Ms. Atwood said she has been the frequent target of “hate speech, online vilification, lies, threats and doxxing” and is “no fan of this kind of online behaviour.” But, in an e-mail exchange with The Globe and Mail, she said she is “also no fan of unsupervised authority acting under vague laws, without any oversight.”

On Friday, she posted on X her concerns about “Trudeau’s Orwellian online harms bill” after reading an article about it in The Spectator. “If this account of the bill is true, it’s Lettres de Cachet all over again,” she wrote, referring to letters once signed by the King of France with orders to enforce arbitrary judgments.

“The possibilities for revenge false accusations and thoughtcrime stuff are sooo inviting!” she added.

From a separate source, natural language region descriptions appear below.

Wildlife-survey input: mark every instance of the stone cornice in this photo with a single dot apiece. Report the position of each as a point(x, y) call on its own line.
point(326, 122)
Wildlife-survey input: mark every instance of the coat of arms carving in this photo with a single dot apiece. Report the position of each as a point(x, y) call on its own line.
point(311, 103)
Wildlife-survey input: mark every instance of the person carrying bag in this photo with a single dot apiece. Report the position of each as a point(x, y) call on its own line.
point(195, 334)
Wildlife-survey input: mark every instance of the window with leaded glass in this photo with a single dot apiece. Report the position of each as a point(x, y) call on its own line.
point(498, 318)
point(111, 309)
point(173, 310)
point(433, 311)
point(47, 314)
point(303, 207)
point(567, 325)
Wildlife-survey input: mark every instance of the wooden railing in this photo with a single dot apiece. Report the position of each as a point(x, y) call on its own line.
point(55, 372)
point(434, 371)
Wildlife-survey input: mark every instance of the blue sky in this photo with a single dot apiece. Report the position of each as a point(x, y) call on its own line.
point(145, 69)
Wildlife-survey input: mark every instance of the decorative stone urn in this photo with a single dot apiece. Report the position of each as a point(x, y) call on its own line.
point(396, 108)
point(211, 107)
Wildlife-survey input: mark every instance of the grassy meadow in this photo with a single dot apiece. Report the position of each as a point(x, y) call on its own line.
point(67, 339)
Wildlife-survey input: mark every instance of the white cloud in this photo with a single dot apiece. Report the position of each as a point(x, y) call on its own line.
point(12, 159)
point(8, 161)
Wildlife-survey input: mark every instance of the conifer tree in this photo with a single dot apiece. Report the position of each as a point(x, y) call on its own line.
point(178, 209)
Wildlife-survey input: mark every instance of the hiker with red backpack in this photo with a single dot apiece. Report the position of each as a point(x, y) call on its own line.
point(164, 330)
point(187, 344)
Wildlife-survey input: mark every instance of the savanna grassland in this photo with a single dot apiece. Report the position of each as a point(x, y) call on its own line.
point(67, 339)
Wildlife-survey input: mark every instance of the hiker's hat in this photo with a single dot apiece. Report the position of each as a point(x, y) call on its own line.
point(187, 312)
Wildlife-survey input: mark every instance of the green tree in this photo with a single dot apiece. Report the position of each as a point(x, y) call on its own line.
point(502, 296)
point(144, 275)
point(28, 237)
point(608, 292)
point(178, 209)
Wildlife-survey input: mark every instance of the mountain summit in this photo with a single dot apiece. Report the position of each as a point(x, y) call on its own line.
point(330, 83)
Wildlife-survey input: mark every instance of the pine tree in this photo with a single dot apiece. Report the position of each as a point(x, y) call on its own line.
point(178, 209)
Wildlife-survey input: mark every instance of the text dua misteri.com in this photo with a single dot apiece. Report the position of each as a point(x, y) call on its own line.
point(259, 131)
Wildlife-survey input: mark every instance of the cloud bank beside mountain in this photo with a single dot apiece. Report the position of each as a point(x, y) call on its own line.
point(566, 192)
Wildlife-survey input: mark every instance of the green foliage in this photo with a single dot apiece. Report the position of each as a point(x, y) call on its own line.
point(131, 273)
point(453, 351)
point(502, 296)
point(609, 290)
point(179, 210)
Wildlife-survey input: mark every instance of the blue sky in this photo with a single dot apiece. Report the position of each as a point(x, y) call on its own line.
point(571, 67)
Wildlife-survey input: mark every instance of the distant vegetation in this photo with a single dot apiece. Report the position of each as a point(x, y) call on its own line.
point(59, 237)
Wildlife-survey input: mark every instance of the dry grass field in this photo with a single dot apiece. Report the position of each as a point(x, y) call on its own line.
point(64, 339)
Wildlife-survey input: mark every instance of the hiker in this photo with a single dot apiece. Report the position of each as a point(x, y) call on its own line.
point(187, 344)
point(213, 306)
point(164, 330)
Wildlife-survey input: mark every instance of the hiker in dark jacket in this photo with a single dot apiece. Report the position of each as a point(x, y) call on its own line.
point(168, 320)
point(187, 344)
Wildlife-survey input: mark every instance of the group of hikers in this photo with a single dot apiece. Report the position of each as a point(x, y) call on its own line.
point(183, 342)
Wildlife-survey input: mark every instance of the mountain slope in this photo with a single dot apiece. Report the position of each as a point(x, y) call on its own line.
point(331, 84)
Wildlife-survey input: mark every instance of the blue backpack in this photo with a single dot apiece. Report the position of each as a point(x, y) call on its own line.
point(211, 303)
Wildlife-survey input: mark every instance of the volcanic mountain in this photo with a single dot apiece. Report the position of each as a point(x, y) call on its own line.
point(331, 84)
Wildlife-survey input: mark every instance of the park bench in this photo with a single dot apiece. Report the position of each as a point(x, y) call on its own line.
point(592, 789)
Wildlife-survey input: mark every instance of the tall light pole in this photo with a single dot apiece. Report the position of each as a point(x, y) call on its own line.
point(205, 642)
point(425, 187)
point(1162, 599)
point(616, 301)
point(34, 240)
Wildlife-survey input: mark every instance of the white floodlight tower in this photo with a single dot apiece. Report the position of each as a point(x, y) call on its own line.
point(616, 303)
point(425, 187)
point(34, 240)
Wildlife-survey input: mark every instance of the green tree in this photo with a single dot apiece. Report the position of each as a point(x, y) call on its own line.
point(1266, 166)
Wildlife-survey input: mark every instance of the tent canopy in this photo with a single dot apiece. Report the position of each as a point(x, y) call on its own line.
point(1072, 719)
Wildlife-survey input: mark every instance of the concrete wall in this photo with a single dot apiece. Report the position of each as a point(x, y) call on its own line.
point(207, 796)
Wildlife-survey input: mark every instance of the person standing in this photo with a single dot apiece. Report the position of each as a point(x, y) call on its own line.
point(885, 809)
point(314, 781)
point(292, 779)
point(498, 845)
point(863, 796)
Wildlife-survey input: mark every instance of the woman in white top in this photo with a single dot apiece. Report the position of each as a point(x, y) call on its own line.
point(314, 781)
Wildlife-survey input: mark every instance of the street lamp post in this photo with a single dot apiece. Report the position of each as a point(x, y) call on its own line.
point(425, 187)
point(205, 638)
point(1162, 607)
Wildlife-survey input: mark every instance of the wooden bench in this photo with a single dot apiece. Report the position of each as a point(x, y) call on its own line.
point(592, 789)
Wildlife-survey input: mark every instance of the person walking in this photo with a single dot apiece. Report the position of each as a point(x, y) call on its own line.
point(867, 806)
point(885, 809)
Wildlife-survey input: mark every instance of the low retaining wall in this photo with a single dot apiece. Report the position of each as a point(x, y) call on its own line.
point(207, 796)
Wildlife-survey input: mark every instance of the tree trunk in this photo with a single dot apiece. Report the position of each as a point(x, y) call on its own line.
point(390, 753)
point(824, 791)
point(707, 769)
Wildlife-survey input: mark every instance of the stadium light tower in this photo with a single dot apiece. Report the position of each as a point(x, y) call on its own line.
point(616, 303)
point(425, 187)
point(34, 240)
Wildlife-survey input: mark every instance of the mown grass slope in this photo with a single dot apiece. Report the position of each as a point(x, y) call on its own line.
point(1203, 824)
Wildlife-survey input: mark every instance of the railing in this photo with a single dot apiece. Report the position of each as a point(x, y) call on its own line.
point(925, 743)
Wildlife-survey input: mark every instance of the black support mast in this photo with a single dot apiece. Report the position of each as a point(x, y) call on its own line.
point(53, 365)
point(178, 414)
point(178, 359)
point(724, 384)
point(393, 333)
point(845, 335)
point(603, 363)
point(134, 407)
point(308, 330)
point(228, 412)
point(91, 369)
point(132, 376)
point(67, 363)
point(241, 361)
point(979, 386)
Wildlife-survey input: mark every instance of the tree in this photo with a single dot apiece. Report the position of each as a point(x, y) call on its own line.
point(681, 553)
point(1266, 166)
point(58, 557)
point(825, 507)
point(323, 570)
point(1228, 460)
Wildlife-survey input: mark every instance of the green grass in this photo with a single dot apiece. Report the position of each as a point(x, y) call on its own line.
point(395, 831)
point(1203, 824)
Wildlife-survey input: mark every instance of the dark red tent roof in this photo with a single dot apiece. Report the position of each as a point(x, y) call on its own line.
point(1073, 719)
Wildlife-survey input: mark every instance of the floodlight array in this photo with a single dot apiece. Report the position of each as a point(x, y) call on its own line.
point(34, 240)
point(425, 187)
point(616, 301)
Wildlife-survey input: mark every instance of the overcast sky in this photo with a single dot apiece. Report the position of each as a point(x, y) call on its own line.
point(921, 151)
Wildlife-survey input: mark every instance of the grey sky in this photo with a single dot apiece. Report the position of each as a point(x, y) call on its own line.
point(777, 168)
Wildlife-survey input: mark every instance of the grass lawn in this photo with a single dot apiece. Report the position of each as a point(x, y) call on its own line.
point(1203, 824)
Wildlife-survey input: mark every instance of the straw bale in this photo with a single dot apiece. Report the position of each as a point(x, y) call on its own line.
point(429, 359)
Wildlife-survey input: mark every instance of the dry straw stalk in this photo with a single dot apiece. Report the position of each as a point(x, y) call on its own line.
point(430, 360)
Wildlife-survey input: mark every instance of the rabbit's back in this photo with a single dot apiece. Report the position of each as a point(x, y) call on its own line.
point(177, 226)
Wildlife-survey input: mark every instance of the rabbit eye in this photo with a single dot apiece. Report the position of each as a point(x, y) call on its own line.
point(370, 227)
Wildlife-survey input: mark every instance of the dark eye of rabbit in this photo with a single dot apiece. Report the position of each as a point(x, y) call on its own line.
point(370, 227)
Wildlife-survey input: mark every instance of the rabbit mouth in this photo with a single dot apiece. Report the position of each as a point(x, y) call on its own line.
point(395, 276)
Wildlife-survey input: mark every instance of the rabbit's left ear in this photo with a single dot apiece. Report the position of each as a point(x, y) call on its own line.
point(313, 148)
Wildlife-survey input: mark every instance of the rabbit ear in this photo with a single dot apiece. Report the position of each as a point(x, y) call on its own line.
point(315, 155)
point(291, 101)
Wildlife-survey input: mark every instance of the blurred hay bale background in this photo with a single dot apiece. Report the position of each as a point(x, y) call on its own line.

Ms. Atwood was referring to George Orwell’s novel Nineteen Eighty-Four, about a dystopian society where “thought crimes” are punishable under the totalitarian state of Oceania. The regime’s Thought Police conduct constant surveillance to suppress free thought and expression, while the Ministry of Truth pumps out propaganda to crush individuality and manipulate the news and history.

In Ms. Atwood’s acclaimed novel The Handmaid’s Tale, which was made into a film and Emmy Award-winning TV series, the patriarchal Gilead regime suppresses freedom of speech to curtail dissent and reinforce its authority.

Justice Minister Arif Virani, who is shepherding the online harms bill through the Commons, responded to Ms. Atwood’s post on X, saying he was “happy to discuss” it.

“Grateful for your interest in the Online Harms Act – which would keep kids safe, apply existing laws to the online world and address the rise in hate – but the article you’ve shared mischaracterizes the bill,” he told the award-winning author.

Mr. Virani directed Ms. Atwood to an article from The Canadian Press that reported him saying he had listened to victims of hate, and judges would have to take a series of steps before restricting a person’s movement because of fears they may commit a hate crime.

Bill C-63, the online harms bill, was introduced last month and would usher in measures to combat hate online, allowing people to complain to Canada’s Human Rights Commission about hateful posts.

People deemed to have been subjected to hate speech online could receive as much as $20,000 in compensation if they are named, and such posts would have to be taken down.

What to know about Bill C-63, Canada’s new online harms bill to protect children and prosecute hate crimes

But some lawyers have expressed concerns that the measures could put a chill on free speech, saying many people do not know what constitutes hate speech and would avoid expressing their views to avoid complaints and big fines.

Ms. Atwood, whose literary awards include the Booker and Giller prizes, wondered whether people might try to cash in by making complaints of hate speech. She also expressed unease that the new power might lead to people making false accusations.

The acclaimed author of Alias Grace and The Blind Assassin warned that “the definitions or lack of them in the law as to what constitutes punishable speech and/or thought are so vague as to invite abuse.”

A clause in the bill would allow a judge to impose a peace bond with restrictions on liberty, including house arrest and an electronic tag, on someone “feared” to be about to post hate propaganda online or carry out a hate crime, even if they have not yet done so.

The new power, which would require the approval of both the attorney-general and a judge, could be used to restrain someone deemed to pose a threat. The restrictions could apply for up to a year – two years if the person subject to the peace bond has a previous conviction for hate propaganda or a hate crime.

Ms. Atwood said she had been referring to that clause when she posted her reference to Orwellian “thought crime.”

She alluded to periods in history when accused people were denied fair trials, such as during the Spanish Inquisition; the French Revolution, when the Law of 22 Prairial denied the accused an effective right to self-defence; and the Salem witch trials of 1692-93, when “spectral evidence” led to 19 people, mainly women, being hanged for allegedly practising witchcraft.

The online harms bill would establish a new hate-crime offence, which would carry a possible life sentence for the most serious crimes, such as attempted murder.

The bill would also require social-media platforms to take steps to prevent children being exposed to online hate.

“If people really didn’t want children subject to online harm, they would not permit them to have smartphones before a certain age,” Ms. Atwood said.

Last year Ms. Atwood raised concerns about the Online Streaming Act, Bill C-11, which makes platforms promote Canadian content. She said that “bureaucrats should not be telling creators what to write.”

Her remarks were seized upon by both Conservative and Liberal MPs, including Conservative Leader Pierre Poilievre, and quoted in parliamentary debates.